I used Python for a decade (professionally), gave up on it once I started using Go (professionally) in earnest - about 8 or 9 years ago.

I never liked virtual envs, having to remember where they were, what their names were, and what was installed into each one was a pain point for me.

This weekend I was trying to learn some AWS stuffs, and I cloned the official repo of example code which was Python.
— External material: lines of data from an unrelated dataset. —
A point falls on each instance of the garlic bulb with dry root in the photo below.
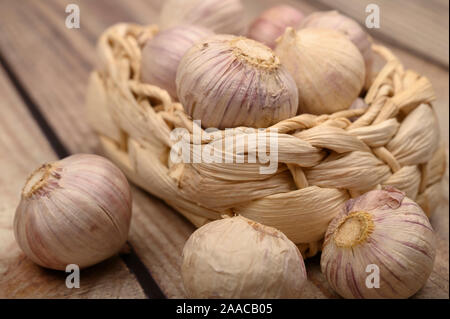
(162, 54)
(73, 211)
(380, 246)
(327, 67)
(220, 16)
(336, 21)
(227, 81)
(272, 23)
(238, 258)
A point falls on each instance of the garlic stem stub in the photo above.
(381, 246)
(220, 16)
(162, 54)
(73, 211)
(327, 67)
(238, 258)
(271, 24)
(227, 81)
(349, 27)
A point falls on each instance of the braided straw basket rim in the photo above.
(324, 159)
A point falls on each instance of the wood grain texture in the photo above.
(417, 25)
(53, 63)
(23, 148)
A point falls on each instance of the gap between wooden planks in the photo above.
(23, 148)
(53, 64)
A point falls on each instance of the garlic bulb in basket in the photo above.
(220, 16)
(238, 258)
(380, 246)
(336, 21)
(272, 23)
(162, 54)
(227, 81)
(73, 211)
(327, 67)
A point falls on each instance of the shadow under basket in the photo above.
(323, 160)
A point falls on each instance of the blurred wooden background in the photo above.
(44, 69)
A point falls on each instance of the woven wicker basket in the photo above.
(323, 160)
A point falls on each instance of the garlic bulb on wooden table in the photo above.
(380, 246)
(73, 211)
(227, 81)
(162, 54)
(239, 258)
(350, 28)
(220, 16)
(327, 67)
(270, 24)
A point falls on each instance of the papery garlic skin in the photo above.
(349, 27)
(227, 81)
(238, 258)
(327, 67)
(382, 228)
(162, 54)
(271, 24)
(73, 211)
(220, 16)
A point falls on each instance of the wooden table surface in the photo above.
(44, 69)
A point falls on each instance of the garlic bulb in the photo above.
(336, 21)
(162, 54)
(327, 67)
(238, 258)
(73, 211)
(380, 246)
(227, 81)
(220, 16)
(272, 23)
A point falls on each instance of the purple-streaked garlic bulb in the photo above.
(227, 81)
(162, 54)
(352, 29)
(327, 67)
(73, 211)
(380, 246)
(271, 24)
(220, 16)
(238, 258)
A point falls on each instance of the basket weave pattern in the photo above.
(323, 160)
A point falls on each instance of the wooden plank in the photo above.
(158, 233)
(23, 148)
(420, 26)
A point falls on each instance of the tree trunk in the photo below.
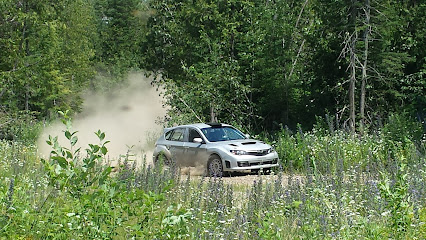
(352, 81)
(364, 67)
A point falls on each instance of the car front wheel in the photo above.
(215, 167)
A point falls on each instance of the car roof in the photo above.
(199, 125)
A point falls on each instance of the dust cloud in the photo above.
(128, 116)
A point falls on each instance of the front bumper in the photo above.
(245, 162)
I followed the directions exactly and ... boom Python versioning issues... inside the freaking venv

Who needs that?

Why do I need to spend the better part of a couple of hours debugging a versioning problem? (FTR The problem turned out to be the repo was hardcoded to 3.8 and my local Python was 3.9.. or something along those lines - you are welcome to correct me, but that's what I remember of a painful waste of my time)
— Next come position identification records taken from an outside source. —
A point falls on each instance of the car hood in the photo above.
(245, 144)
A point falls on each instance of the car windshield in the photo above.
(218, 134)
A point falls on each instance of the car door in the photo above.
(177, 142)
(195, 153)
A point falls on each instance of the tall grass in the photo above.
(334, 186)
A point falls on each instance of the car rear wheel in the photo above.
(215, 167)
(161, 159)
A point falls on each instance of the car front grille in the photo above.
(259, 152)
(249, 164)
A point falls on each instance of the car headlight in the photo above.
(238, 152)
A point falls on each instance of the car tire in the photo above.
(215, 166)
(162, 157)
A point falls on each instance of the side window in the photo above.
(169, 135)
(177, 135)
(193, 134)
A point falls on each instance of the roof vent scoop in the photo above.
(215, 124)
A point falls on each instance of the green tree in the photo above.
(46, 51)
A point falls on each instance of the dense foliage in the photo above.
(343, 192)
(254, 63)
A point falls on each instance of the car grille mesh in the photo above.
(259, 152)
With Go I have backward compatibility guarantees - usually (there have been instances in the past where the backward guarantee have been broken AND the build process got broken hard for modules, with the claim that it was external and therefore not subject to the same guarantees)

> I see this sentiment a lot, and it doesn't match my experience at all.

My old HCI professor used to tell me - if users are complaining (or producing workarounds like post-it notes on their monitors) - regardless of how clean or elegant you think the system is - it's not.

You're saying you see people complain about it a lot - therefore it's a genuine problem.